My paranoia is simply because my SkyPlus recording system means that my television is now more reliable than any girlfriend I have ever had. In the days when you had to ask a partner to record Match of the Day for you, a really good one might remember nine times out of ten, but there would always be a time when they forgot, or couldn’t find a tape, or the time it had come on ten minutes earlier because there was no lottery so they missed the first match (the best match) because they were still watching Four Weddings and a Funeral on the other side. But with modern technology, one press of a button ensures that whatever the day, whatever the time, your favourite shows are always waiting for you and nothing is ever expected of you in return. If my television could make me a cup of tea in the morning and put it by my bed, and could drive me home from the pub when I am drunk, I would marry it instantly – though I might need to get a coaxial attachment for my penis. The TV really is enormous; stupidly large, given the size of my living room. I can never quite get far back enough to see what’s on all of it, but it’s good for watching football on. You can see why I would become so afraid of the thought of losing it all through sheer carelessness. Those feelings have now subsided.
Aside from having to concentrate on not having an accident caused by the lunacy of some drivers, I find driving to be an incredibly relaxing experience. I never feel more free than when behind the wheel of my car. It is only our autopilot that makes us turn left where we are supposed to and take the correct exit at a roundabout. The truth is that every time you get into your car there are an almost infinite number of possibilities open to you, and it is now possible to drive from the northernm
ost tip of Scotland to China and therefore anywhere in between! When you realise that this is possible, you cannot help but ask how many decisions you actually make in your life. By a decision made, I mean a conscious effort to take control of a situation rather than simply allowing yourself to respond in what you think is the correct way, given your track record and how you are perceived by the people around you.

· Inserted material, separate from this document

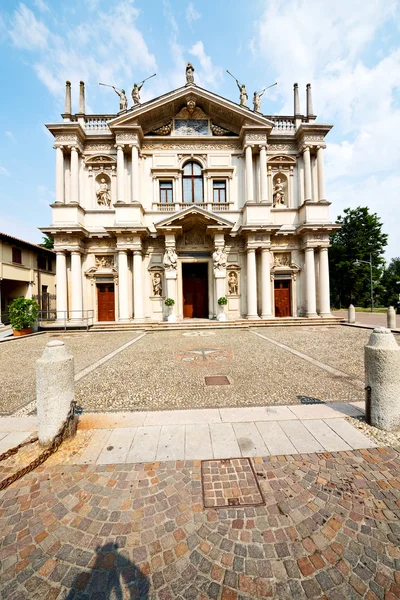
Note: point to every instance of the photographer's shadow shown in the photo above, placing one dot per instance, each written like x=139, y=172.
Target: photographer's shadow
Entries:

Compared with this number, then ask yourself how many things just seem to happen? How many times have you got to work and been unable to remember quite how you got there, or gone through an entire week of your brief life without feeling as though you have done anything significant? In order to be absolutely sure that where you are going is the right choice you first have to consider and discount every other option available to you at that point. Would going to Tuscany make you happier than going to Asda? Would it make you happier in the short term but create problems in the long term, or is it a viable option for a permanent relocation? What about Munich? Of course you don’t do this; no one can live their life according to this set of guidelines or none of us would get anything done for spending our time thinking about the alternatives, but isn’t the very fact that there are that many alternatives in itself a wonderfully refreshing thought? Sometimes it can seem as if there are none, when in fact nothing could be further from the truth. You just have to wake yourself up to noticing them, but most of us don’t.
I know that while I am almost certain to end up at my gig in Yorkshire, if I were to just keep on not taking the correct turn then I would be bound to end up somewhere unexpected. From the age of ten I remember being driven to school by my mum and feeling a nervous cramping in my stomach, a pressure that existed precisely because I had always been academically very successful up until that point. I had always done well in tests and exams, behaved well and done all my homework but even then to me that just meant that the one day it all collapsed around me everybody would laugh at me all the more. Teachers would be more disappointed in me than anyone else.